Of course what I exposed was more problematic than originally thought. The cracks were being caused by two factors. Firstly I found that the roof lead was channeling some rain water behind the guttering and into the wall, so I repaired this. Secondly, the wall underneath was not tied in very well (it was an extension at some time) and that past work had used a galvanised mesh to tie the render together. The mesh had of course rusted and hence helped to cause the crack.

I used a mix of hydraulic lime, sand and a splash of cement to do the repairs and to fix in the lime resistant mesh. The following day I mixed up the amazing Insoplast Insulating Plaster to render the repair. This will be treated with a breathable silicate primer and paint at the weekend.

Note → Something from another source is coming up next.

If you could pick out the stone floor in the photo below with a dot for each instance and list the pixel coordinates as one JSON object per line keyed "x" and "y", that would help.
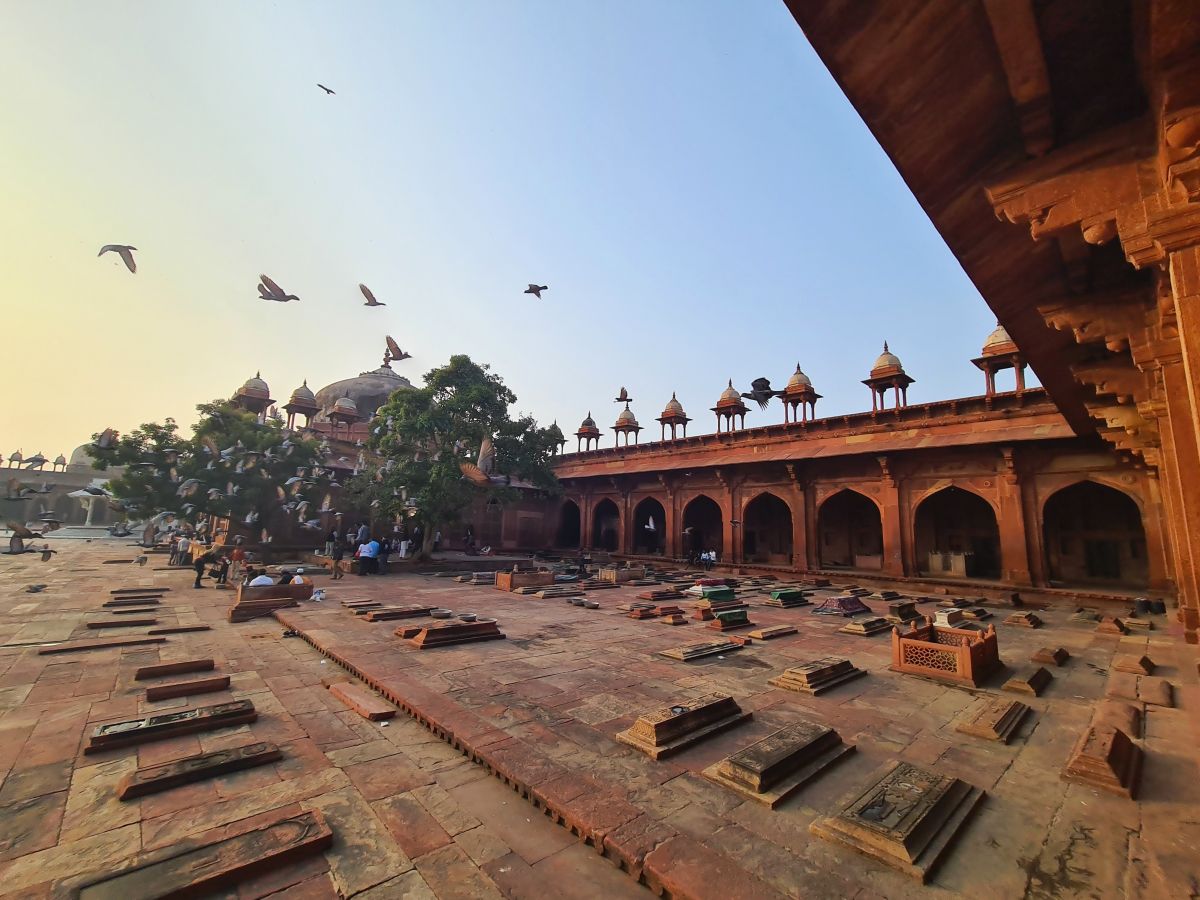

The reason for using the Insoplast was not driven by primarily by its insulating properties (although these are a real bonus), but due to the fact that it doesn't require a wet substrate. It is put directly onto a 'dry' surface. This meant that I didn't have to introduce any moisture into the wall.
You can see from the above that I did two cracks in the wall. I also ended up doing the lower level of the wall. This was because I found that the lower render was very loose, and although not blown in the classic sense, it certainly had lost any real effectiveness. I again used the Insoplast plaster here and a stainless steel drip bead. Galvanised drips will slowly rust and blow the plaster, so even though the stainless was more expensive, it will save money in the long term.

Fingers crossed this work will help to keep the wall dry, a little bit warmer along its base and be flexible enough to stop any more cracks occuring.

Monday, 9 September 2013

Anti-slip treatment for wood flooring

Recently I had a query from a commercial company who had been having trouble with people putting in claims against them for injuries caused by slipping. So after a bit of research I found that slip resistance has a scale. The majority of domestic floor finishes have a rating of R9. Even many commercial products are a R9. Osmo Polyx Oil and the Osmo Pur fall into this category.

A bit more digging and I discovered that the insurance industry requires a R11 rated floor finish in order to cover injury claims against slippage. So the hunt was on to find a suitable R11 rated floor finish from an eco-friendly manufacturer.

Thankfully we are an Osmo stockist and despite a R11 rated finish not being available from Osmo UK, we managed to get a shipment across from Germany of the 3089 Hartwachs-Ol Anti-Rutsch Extra! This is a R11 finish and also based on natural oils (a la Polyx Oil). Unfortunately the paperwork that accompanies the product is only in German, but it is applied in the same way as the Polyx oil.